Scientists call for protection of deep sea coral reefs from European fishing fleets
A team of scientists is calling for the urgent introduction of marine protected areas after producing evidence of long-term damage being done to deep-sea coral reefs by European fishing fleets.
Using underwater robotic vehicles, the researchers from Plymouth University recorded a diverse abundance of fish at several coral sites in the North East Atlantic but also signs that reefs are being smashed by modern fishing gear.
They documented more than 30 varieties of fish, including codling and northern cutthroat eels, at coral reef sites 300 km off the coast of Ireland. Diving down to depths of one kilometre, the vehicles took pictures of thousands of fish, and thriving ecosystems, dependent upon the reef.
The project, led by Dr. Jason Hall-Spencer of the School of Marine Sciences and Engineering, also found evidence of damage caused by rockhopper trawls that allow fishing nets to be dragged along the seabed even in rough seas. Images of abandoned fishing gear strewn over the sea-bed, which would have the potential to kill to wildlife, were also captured.
Dr. Hall-Spencer said: European coral reefs take thousands of years to form, and we now have ample evidence that bottom-trawling is causing long-term damage to fish habitat.
This highlights the need to introduce protected areas as soon as possible, where destructive types of fishing are outlawed.

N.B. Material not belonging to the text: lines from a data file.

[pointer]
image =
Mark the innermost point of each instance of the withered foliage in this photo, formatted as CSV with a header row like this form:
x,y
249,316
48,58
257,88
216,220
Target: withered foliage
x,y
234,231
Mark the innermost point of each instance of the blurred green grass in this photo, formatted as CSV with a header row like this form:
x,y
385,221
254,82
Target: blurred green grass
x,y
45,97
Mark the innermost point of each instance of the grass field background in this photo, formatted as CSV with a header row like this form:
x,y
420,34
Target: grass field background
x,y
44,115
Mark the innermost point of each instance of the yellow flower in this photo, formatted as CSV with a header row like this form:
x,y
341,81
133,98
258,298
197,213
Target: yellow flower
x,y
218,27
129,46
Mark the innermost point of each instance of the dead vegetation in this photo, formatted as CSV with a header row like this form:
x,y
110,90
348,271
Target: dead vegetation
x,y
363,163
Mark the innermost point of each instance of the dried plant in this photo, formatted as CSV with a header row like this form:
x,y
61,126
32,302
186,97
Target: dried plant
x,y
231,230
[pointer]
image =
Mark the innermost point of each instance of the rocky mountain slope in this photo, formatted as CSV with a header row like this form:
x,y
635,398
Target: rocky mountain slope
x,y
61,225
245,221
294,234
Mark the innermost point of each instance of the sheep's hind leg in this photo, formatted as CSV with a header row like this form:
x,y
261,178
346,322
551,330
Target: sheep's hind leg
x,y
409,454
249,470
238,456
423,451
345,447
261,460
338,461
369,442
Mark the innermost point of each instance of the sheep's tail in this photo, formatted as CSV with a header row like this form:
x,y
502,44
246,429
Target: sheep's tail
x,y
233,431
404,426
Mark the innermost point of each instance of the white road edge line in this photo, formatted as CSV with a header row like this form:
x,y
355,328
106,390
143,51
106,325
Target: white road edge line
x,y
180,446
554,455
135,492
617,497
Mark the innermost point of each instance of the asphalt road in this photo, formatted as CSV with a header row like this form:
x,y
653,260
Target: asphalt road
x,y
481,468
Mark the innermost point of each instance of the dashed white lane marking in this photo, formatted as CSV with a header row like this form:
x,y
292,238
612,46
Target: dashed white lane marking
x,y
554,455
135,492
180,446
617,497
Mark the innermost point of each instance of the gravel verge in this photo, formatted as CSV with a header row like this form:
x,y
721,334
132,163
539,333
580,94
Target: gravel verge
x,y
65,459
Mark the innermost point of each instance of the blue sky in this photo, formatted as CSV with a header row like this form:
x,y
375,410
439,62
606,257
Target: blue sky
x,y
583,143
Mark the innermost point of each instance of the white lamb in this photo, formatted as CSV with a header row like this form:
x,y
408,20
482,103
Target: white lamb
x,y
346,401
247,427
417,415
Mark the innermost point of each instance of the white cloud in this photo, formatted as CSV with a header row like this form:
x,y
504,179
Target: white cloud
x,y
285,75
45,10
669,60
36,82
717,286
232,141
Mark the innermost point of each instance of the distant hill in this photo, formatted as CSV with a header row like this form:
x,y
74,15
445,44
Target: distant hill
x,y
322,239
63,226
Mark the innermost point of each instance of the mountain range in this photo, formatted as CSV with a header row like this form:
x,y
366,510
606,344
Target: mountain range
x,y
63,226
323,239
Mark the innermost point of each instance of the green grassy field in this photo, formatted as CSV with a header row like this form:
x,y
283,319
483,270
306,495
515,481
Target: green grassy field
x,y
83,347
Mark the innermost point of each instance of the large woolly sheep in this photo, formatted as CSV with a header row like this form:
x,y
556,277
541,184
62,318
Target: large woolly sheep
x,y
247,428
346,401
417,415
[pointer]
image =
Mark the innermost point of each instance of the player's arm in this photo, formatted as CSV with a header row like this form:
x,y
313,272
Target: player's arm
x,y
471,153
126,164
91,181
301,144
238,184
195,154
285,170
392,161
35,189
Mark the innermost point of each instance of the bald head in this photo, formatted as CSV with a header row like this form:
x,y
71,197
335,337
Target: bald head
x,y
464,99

The project was conducted under the EU KnowSeas project1. The footage of damage done by trawling, not to mention the evidence of abandoned fishing gear, will now be provided to a number of EU governments.
Dr. Marta Soffker, now a researcher at the University of Exeter, worked on the data for her Masters project. She said: This research provides further evidence of the importance of European coral reefs as they provide complex habitats that are home to a diverse range of fish.
We found patches that were densely populated by corals, crustaceans, and fish but also signs that trawls just plough through rich seabed habitats that can hardly be detected from the surface.